Lo anterior también en gran medida gracias a que ofrece mejor visibilidad y una posición de comando más funcional.

El Mustang se mueve con mayor dificultad, la visibilidad desde adentro no es tan buena y es demasiado trompudo y ancho, por lo que calcular sus dimensiones en espacios reducidos se complica.

Sin embargo, basta con llegar a la primera zona en mal estado – de esas que casi no hay en la CDMX y toda la Zona Metropolitana – para empezar a sufrir los estragos de la suspensión tan rígida del Focus RS, cada imperfección se siente en la zona lumbar y pronto empieza a surgir una ansiedad de que un bache mal calculado acabe con una llanta si bien te va, porque podría ser con todo y rin.

Adicionalmente, el primer embotellamiento te recordará a cada momento lo tremendamente duro que es este clutch.

Por su parte, el Mustang es capaz de entregar una marcha cómoda, la suspensión no castiga en absoluto y la transmisión automática es una delicia en esos horribles días de marchas y plantones.

Definitivamente el Mustang es adecuado para el uso diario, mientras que el Focus RS, aun cuando es más ágil y pequeño no lo es. En Carretera En este ambiente, las siglas GT cobran todo el sentido del mundo, el Mustang es un Gran Turismo en toda la extensión de la palabra, perfecto para salir a carretera y gozar del rugido del V8.

Se planta perfectamente, con un aplomo sobresaliente, pero al mismo tiempo es cómodo y disfrutable.

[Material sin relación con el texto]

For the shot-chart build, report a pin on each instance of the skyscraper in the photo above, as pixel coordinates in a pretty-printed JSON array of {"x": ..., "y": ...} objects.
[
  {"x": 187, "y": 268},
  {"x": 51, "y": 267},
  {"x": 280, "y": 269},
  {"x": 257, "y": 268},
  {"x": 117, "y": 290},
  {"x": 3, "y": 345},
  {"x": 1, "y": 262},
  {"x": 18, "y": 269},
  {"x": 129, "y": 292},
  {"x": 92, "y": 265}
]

Lo anterior no impide que el Ford Mustang GT sea capaz de acelerar muy rápido, los 435 equinos responden con mucho brío e incluso he de confesar que en las largas rectas, parecía que seguirle el paso le costaba trabajo al Focus RS.

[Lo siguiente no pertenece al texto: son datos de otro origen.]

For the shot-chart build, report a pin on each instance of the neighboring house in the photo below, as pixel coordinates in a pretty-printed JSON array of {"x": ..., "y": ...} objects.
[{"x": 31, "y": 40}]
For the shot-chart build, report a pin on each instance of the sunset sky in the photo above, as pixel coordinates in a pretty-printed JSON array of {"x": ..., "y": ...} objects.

Quizá también porque en el Focus la sensación de velocidad es mucho mayor y eso intimida un poco, ya que esta fuera de discusión que el 2.3 litros Ecoboost es perfectamente capaz de catapultar al hatch a toda velocidad con mucha facilidad.

El Ford Focus RS exige más al conductor, las irregularidades se transmiten mucho y la marcha en general es más nerviosa. Aunque eso sí, a la primer curva pronunciada, es cuando muestra todo su potencial y capacidades.

Sí, el Mustang se planta muy bien, pero el Focus está en otro nivel, se agarra como si tuviera uñas y no ruedas, la capacidad de curveo parece infinita gracias a su sofisticado sistema AWD que envía de forma casi instantánea la potencia a donde se necesita.

En resumen, si se trata de una autopista o carretera con curvas de mediana o baja dificultad, el Mustang es mejor compañero, mientras que si vas a cruzar Mil Cumbres o El Espinazo del Diablo tu elección tendría que ser el Focus RS. En la Pista Para corroborar de qué cuero salen más correas llevamos estos dos bólidos a una pista muy técnica y demandante tanto para vehículos como para pilotos debido a sus cambios de altura y curvas pronunciadas.

La altura sobre el nivel del mar es de 2,280 metros.

Un par de vueltas y el Mustang nos recuerda que presume de un sistema de frenos increíble, sorprende la manera tan efectiva en que es capaz de detener la masa de 1,691 kilos del Pony Car.

El rugido del V8 es embriagador y acelera de forma muy progresiva.

Sin embargo, la transmisión automática es un tanto lenta para las labores en circuito, lo que obliga a anticiparse demasiado.

Adicionalmente, el ajuste de la suspensión con mayor orientación a la comodidad que tanto beneficio reporta en ciudad y carretera, aquí juega en contra, ya que el Mustang rola demasiado y aun con las asistencias electrónicas activadas, el eje posterior se insinúa si te pasas al presionar el acelerador.

Por su parte, el Focus RS transforma toda esa dureza de clutch y suspensión en virtudes al rodar en pista, es tremendamente rápido y ágil, aprovecha a la perfección toda la potencia del 2.3 litros Ecoboost.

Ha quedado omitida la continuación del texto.